Saturday, March 2, 2024

Chapter 25: Lot

Lot, son of Haran, Abram's Nephew
Setting: Genesis 13:12 Extra-biblical Sources: Bereishit Rabbah 41:7

With what awe and wonder did I lift up my eyes to behold the plain of Jordan.  Abram himself, the very man of the great God spoke it plainly that this land is mine.  It is well watered everywhere, like the very garden of God, yes even like the fertile land of Egypt with its wondrous Nile.

Yes, and the great cities of Sodom and Gomorrah are themselves much like Egyptian cities.  They are places where man has learned to put down roots and to build a society, even as we once lived in Ur as proper Chaldeans.  Whether Chaldean, or Egyptian, or Canaanite, let me live in a great city such as one of these.  A place of alabaster vases and gold jewelry, statues of beautiful men and animals, and mosaics of precious stones depicting the wisdom of the ages.  Even to live in the least little town of Canaan, as insignificant as Zoar, is better than to live as Abram seems determined to live, in the wild places with flocks that must constantly migrate in search of green pastures.

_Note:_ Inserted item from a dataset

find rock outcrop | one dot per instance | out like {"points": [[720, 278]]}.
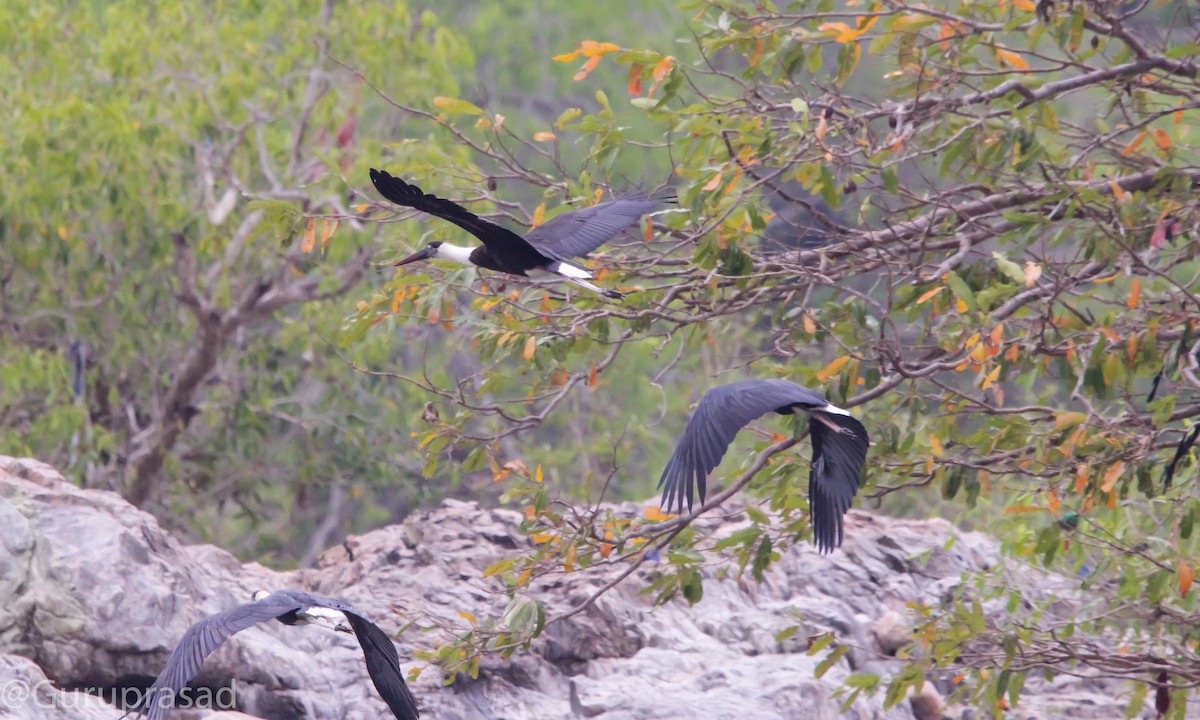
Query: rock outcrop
{"points": [[96, 595]]}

Furthermore, with war on the horizon, how much better to dwell among these mighty twin cities than in some small and vulnerable village?


And so I decided then and there, as my eyes beheld the plain, that I and my family would dwell in Sodom.  I had met not a few Sodomites when we passed this way before, and could testify that they are a people courageous and free, living life to the full and confronting the nothingness of death with humor and greatness of soul.


I confess I did not mourn to separate from the household of Abram.  It is true that in doing so I forfeited my inheritance, but so did Abram in separating from Terah.  Sometimes a man of great vision must depart from the ways of his fathers and start something fresh and new.  In Sodom, I would live richly and freely as the Sodomites do, and hire others to shepherd my flocks while I remained in the city with my wife and daughters.

So we headed east to the civilized country, and Abram journeyed to the more remote region of Mamre and his brothers, Enau and Eschol, who like him prefer the rugged life of the tent-dwelling outdoorsmen.